Use the CROSS JOIN syntax to allow cartesian products between these relations.;
It looks like for a reason there is no a column existing in the JOIN condition for those logical plans when RuleExecutor applies optimization rule set called CheckCartesianProducts (see https://github.com/apache/spark/blob/v2.3.0/sql/catalyst/src/main/scala/org/apache/spark/sql/catalyst/optimizer/Optimizer.scala#L1114).
But, if I use "persist" method before JOIN it works and the Physical Plan is:
*(3) SortMergeJoin [first_id#0], [second_id#4], Inner
:- *(1) Sort [first_id#0 ASC NULLS FIRST], false, 0
: +- Exchange hashpartitioning(first_id#0, 10)

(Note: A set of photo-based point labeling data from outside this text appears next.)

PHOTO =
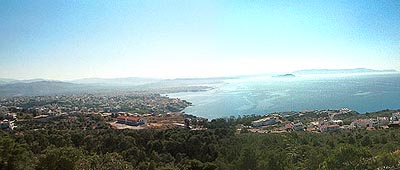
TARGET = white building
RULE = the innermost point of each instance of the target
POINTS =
(265, 121)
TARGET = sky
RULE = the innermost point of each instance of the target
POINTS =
(71, 39)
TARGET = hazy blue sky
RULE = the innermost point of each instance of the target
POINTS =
(75, 39)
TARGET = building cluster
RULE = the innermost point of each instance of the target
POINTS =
(322, 121)
(126, 109)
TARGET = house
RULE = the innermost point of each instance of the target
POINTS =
(129, 120)
(329, 128)
(395, 116)
(294, 126)
(6, 124)
(362, 123)
(382, 121)
(298, 126)
(265, 121)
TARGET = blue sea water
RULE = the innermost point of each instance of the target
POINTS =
(261, 95)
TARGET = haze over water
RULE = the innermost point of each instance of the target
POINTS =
(363, 93)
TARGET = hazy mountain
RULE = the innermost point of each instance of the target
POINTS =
(12, 81)
(6, 81)
(340, 71)
(39, 88)
(284, 76)
(129, 81)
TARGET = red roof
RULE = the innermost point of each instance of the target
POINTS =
(126, 118)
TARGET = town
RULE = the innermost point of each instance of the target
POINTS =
(153, 111)
(323, 121)
(129, 111)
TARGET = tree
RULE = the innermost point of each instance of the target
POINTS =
(14, 155)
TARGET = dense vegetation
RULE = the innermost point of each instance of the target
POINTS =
(219, 147)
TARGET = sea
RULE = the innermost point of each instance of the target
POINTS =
(266, 94)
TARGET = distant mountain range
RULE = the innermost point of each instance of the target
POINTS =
(341, 71)
(36, 87)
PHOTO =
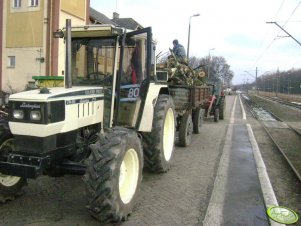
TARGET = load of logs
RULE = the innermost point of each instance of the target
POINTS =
(179, 73)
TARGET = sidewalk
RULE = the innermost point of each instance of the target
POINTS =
(237, 197)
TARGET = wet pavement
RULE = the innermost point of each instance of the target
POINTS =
(237, 197)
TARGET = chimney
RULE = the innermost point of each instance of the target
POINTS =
(115, 16)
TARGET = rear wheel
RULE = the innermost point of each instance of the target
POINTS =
(158, 145)
(10, 186)
(198, 117)
(113, 175)
(185, 130)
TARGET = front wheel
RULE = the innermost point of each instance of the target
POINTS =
(158, 145)
(114, 174)
(10, 186)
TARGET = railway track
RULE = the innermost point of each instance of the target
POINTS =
(283, 102)
(286, 138)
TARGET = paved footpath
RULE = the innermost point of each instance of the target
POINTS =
(214, 177)
(241, 190)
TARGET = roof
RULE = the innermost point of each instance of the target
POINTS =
(98, 17)
(128, 23)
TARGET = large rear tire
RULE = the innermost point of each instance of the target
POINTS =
(185, 130)
(113, 175)
(10, 186)
(198, 118)
(158, 145)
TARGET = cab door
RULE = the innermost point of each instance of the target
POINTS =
(133, 77)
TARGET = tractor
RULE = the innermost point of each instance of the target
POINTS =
(113, 117)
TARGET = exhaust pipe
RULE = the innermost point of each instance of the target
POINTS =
(68, 79)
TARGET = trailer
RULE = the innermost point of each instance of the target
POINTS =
(190, 103)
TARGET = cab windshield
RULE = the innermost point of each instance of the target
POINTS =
(92, 61)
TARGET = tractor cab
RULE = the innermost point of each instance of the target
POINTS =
(115, 60)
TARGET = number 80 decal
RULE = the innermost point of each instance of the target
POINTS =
(133, 92)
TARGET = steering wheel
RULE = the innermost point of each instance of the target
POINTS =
(95, 75)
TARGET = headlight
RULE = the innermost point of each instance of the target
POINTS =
(18, 114)
(35, 115)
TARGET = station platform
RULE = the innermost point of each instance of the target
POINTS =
(242, 191)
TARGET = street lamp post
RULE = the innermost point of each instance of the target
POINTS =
(189, 34)
(209, 61)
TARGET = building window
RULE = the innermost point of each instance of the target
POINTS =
(11, 61)
(33, 3)
(17, 4)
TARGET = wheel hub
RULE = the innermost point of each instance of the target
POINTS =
(128, 177)
(7, 180)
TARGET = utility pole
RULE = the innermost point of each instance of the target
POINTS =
(256, 82)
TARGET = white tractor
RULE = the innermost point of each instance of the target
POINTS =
(113, 116)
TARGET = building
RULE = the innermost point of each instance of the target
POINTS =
(128, 23)
(27, 47)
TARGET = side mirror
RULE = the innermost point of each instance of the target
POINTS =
(58, 34)
(161, 76)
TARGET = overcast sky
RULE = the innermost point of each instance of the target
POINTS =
(236, 29)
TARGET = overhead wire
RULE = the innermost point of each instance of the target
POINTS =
(266, 34)
(267, 48)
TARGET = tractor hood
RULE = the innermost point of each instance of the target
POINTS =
(49, 94)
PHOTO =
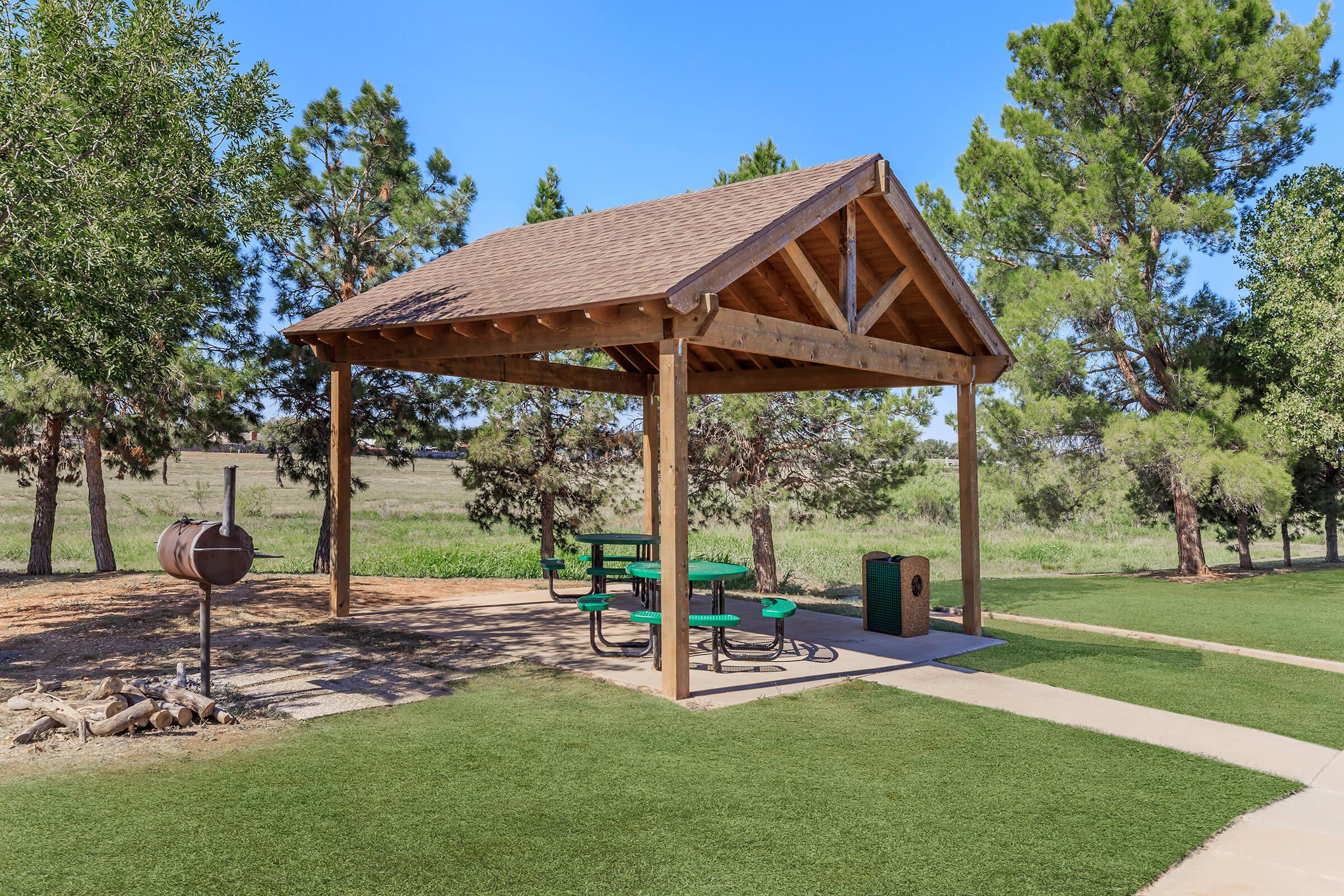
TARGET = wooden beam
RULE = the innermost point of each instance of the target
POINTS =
(558, 320)
(340, 491)
(850, 267)
(604, 314)
(651, 460)
(746, 255)
(909, 254)
(814, 285)
(502, 368)
(725, 361)
(882, 300)
(628, 359)
(778, 338)
(512, 324)
(433, 332)
(968, 476)
(565, 335)
(795, 379)
(673, 492)
(796, 305)
(872, 282)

: +- Scan ExistingRDD[first_id#0]
+- *(2) Sort [second_id#4 ASC NULLS FIRST], false, 0
+- Exchange hashpartitioning(second_id#4, 10)
+- InMemoryTableScan [some_value#2, second_id#4]
+- InMemoryRelation [some_value#2, second_id#4], true, 10000, StorageLevel(disk, memory, 1 replicas)
+- *(1) Project [some_value#2, 1 AS second_id#4]
+- Scan ExistingRDD[some_value#2]
So, may be someone can explain internal leading to such results, because persisting the data frame does not look as a solution.